Минут через двадцать зазвонил телефон. Это была её мать.
- Алекс, - сказала она густым баритоном, - ты нас страшно разочаровал. Как ты мог? Ребёнку нужен отец. Это невинное создание нуждается в пастыре.
- А настоящий отец – где?
- Дэйл сейчас в Силиконовой долине на панамериканском конгрессе гомосексуалистов. Это весьма ответственное меропритятие, и Дэйл представляет адвокатское лобби. Не забывай, что гомосексуалисты – люди. Чем они хуже нас? Они страдают, терпят гонения и лишения. Джизес Крайст выступил бы в защиту этих обездоленных.
- Она сказала, что он развлекается с любовником.
- Она просто глупая девчонка. Для неё конгресс – развлечение, а это изнурительный труд. Конечно, Дэйл пригласил туда своего друга, но что в этом предосудительного? Затем они поедут в Венецию и на Капри. Мы должны, мы просто обязаны уважать чувства других. Моя дочь полюбила тебя, и я была счастлива, что наконец-то моя дочь встретила достойного человека. Алекс, как мы надеялись на тебя!
- А почему этот Дэйл не может быть законным отцом ребёнка?

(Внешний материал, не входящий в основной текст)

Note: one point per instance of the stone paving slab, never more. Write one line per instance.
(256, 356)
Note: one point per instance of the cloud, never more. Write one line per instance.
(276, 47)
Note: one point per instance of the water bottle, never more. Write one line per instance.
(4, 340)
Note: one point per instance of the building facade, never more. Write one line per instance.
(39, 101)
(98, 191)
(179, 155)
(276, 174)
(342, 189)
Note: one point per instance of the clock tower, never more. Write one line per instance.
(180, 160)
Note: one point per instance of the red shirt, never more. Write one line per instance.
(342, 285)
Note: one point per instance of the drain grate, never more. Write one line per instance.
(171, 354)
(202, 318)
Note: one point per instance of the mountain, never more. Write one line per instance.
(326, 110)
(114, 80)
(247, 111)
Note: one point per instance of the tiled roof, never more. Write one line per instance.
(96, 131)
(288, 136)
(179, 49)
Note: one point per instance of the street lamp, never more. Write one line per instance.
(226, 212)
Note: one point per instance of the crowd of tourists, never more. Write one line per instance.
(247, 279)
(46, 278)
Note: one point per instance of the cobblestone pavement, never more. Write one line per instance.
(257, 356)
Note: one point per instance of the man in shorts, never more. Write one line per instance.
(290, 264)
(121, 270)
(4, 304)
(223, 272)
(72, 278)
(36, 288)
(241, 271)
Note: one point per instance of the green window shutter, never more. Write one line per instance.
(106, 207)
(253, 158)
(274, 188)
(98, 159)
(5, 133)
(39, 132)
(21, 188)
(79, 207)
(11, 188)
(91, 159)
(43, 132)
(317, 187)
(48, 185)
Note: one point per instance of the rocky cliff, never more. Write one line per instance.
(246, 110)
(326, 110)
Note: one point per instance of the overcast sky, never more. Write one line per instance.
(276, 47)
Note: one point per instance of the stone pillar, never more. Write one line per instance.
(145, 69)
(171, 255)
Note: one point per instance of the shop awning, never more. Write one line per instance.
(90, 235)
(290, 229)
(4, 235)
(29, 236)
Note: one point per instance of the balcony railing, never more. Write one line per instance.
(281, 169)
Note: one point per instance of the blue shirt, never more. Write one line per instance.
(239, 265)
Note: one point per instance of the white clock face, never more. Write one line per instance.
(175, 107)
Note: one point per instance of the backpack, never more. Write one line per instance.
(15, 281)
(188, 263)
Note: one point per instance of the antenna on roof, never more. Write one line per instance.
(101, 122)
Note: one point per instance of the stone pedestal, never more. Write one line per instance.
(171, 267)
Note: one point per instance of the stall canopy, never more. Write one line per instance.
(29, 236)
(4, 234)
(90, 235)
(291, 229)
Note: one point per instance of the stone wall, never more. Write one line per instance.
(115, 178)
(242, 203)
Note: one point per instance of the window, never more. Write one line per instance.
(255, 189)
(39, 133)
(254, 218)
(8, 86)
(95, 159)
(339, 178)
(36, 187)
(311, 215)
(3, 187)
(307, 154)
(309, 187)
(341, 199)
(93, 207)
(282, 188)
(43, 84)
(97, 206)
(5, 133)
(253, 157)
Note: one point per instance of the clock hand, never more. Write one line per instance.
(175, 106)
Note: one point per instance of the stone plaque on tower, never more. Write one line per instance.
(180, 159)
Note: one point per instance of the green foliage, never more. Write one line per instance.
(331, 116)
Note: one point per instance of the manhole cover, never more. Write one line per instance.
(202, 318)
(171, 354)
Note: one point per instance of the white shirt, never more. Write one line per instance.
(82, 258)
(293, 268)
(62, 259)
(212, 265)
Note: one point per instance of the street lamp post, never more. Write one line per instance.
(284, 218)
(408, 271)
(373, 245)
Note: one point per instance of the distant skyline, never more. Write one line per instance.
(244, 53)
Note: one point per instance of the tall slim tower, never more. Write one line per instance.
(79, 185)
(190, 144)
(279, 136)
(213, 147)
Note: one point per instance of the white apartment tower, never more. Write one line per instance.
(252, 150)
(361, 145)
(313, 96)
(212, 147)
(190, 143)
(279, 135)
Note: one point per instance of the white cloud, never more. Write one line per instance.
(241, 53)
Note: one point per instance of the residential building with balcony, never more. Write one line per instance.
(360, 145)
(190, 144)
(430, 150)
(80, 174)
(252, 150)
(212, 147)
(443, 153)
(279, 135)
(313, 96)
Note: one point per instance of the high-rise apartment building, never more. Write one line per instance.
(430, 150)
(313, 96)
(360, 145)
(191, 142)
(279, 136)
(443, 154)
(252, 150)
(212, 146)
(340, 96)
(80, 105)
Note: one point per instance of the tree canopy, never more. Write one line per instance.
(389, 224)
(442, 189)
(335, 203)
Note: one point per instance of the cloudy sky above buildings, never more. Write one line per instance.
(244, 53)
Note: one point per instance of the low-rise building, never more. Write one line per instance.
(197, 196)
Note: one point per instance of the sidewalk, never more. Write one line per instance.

- Алекс, что ты говоришь? Это невозможно. Образ жизни Дэйла совершенно несовместим с воспитательными функциями. У него много друзей, он постоянно увлечён кем-то – это его право. Он принял участие в сотворении новой жизни, и этого вполне достаточно. Это квакеры требуют от людей невозможного, а мы, католики, реально смотрим на мир. Алекс, я не сомневаюсь, что ты согласишься усыновить этого ангела, исполнив тем самый свой прямой христианский долг. Ты бы видел его – вылитый Мао. Я уже успела поцеловать его в макушечку. Мой кузен Джерри усыновил четверых детей! Двух вьетнамских, одного филиппинского и одного неизвестного племени.
- Полетт, вы знаете, с каким искренним уважением я отношусь к вам и к вашей дочери...
- Конечно знаю! И это всегда поддерживало нас в трудные минуты, ибо мы верили, что есть человек, способный на самопожертвование. И какая же тут жертва, Алекс? Усыновить беспомощное невинное создание – это счастье, а не жертва.
- И как же вы представляете нашу жизнь?
- Очень просто – ты с младенцем будешь жить у себя, а мы с дочерью будем навещать вас по уикендам. Ты не представляешь себе, какая она мать! Она рождена для материнства – это её судьба...
- Хорошо. Привозите младенца завтра после двенадцати пополудни.
- Как она будет счастлива – она уже счастлива! Слышишь, что она говорит?
Он положил трубку. Выкурив очередную сигарету, он спустился к почтовому ящику и открыл его. В ящике лежал конверт от журнала «Нэшенл Джиогрэфик». В конверте был чек на 235 тысяч долларов 83 цента и письмо. В письме говорилось, что редакция журнала счастлива опубликовать его фоторепортаж о несовершеннолетних токийских проститутках и надеется на дальнейшее плодотворное сотрудничество, учитывая несомненный талант автора уникальных снимков. Редакция также надеется, что прилагаемый гонорар будет способствовать новым творческим свершениям автора.
Он бросился к телефону и заказал билет на завтрашний утренний рейс в Токио с открытой датой возвращения. Получив подтверждение заказа, он достал из шкафа «Лейку» образца 1946 года и запечатлел страстный поцелуй на её чёрном шероховатом корпусе.